Вдруг из толпы выехал один всадник и громко закричал:
— Братцы, разделимся! Пусть одна половина идёт на княжий двор и требует от князя коней и мечей, а другая — к темнице, в которой заперт князь Всеслав... Если Изяслав не хочет княжить, то мы освободим Всеслава и посадим его на княжий престол. Пусть княжит и защищает нас!
Речь эта понравилась толпе, и она быстро разделилась на две половины. Одна двинулась за двор Брячислава через мост и ворота Святой Софии к Княжескому концу, а другая повернула назад и отправилась к месту заключения князя Всеслава.
Изяслав знал о волнении народа, но, имея при себе дружину, не боялся его.
На всякий случай он послал воеводу Коснячку к митрополиту Георгию с просьбой поспешить на княжеский двор и помочь усмирить народ.
Едва воевода успел уехать, как перед воротами княжеского двора стала расти толпа.
Великокняжеский двор был обнесён таким же частоколом, как и хоромы воеводы Коснячки; фасадом он был обращён к Десятинной церкви и Бабьему Торгу, а задней частью примыкал к каменным стенам, окружавшим Гору.
Изяслав сидел со своей дружиной в сенях, когда услыхал какой-то шум на дороге. Один из бояр выглянул через окошечко в частоколе и отскочил с испугом. Казалось, что внизу и на площади вокруг Десятинной церкви собрался весь Киев.
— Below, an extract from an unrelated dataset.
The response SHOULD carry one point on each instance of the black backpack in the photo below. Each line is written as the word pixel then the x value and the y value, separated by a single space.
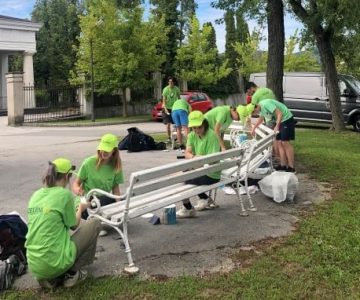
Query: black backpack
pixel 12 251
pixel 137 141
— Княже! — сказал он со страхом. — Народ пришёл с веча!
Изяслав, окружённый дружиною, вышел из сеней, чтобы подойти к калитке. Ему загородил дорогу сын Мстислав.
— Негоже тебе держать речи перед бунтовщиками, — сказал он. — Останься с дружиной, а я пойду к ним...
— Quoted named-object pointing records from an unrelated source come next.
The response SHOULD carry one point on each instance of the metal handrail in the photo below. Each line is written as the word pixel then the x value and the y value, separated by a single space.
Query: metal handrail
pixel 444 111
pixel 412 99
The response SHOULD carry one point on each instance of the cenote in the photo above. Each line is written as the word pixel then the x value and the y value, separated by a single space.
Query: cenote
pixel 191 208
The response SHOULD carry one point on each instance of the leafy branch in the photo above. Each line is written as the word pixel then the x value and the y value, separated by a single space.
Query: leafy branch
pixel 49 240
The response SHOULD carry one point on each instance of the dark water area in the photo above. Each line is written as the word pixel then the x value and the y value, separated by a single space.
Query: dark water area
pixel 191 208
— Да, останься, князь, — поддержали его дружинники.
Мстислав выглянул через форточку в частоколе и обомлел: княжеский двор казался окружённым огромной толпой со всех сторон.
Кто-то из толпы заметил Мстислава, выдвинулся вперёд и крикнул нахально:
— Княжич! Половцы почти каждый день делают набеги на наш город, и никто не защищает его.
— А разве мой отец не ходил на половцев? — спросил Мстислав.
— Ходить-то ходил, да толку никакого. Не князь победил половцев, а они — князя. Он вернулся домой, а они за ним...
— Князь держит дружину не для нас, а для музыкантов и плясунов, — громко пошутил кто-то.
Мстислав побагровел.
— Чего разорались, бараньи головы... Не вам, дубье, приказывать князьям!
Разгневанный княжич ни с чем вернулся к отцу.
Мятежники, не получая никакого ответа от Изяслава, неистовствовали и начали напирать на ворота княжеского двора.
— Дело принимает скверный оборот! — заметил князю его приближённый Чудин.
Изяслав посмотрел вперёд и заметил новую громадную толпу, приближавшуюся к Княжескому концу.
— Ну, вот и митрополит с крестом! — радостно проговорил он.
А народ всё громче ревел:
— Князь, давай коней и оружие или иди вместе с нами на половцев!
Плохо, князь, — продолжал Чудин. Пошли людей в темницу и прикажи им убить Всеслава!.. Он — причина всего зла.
Толпа, замеченная Изяславом, постепенно приближалась к воротам. Впереди ехал всадник в грязном выцветшем кафтане, с густой бородой и длинными усами.
Изяслав вгляделся в толпу и вдруг нахмурился и покраснел.
— Это не митрополит! — воскликнул он. — Это Всеслав!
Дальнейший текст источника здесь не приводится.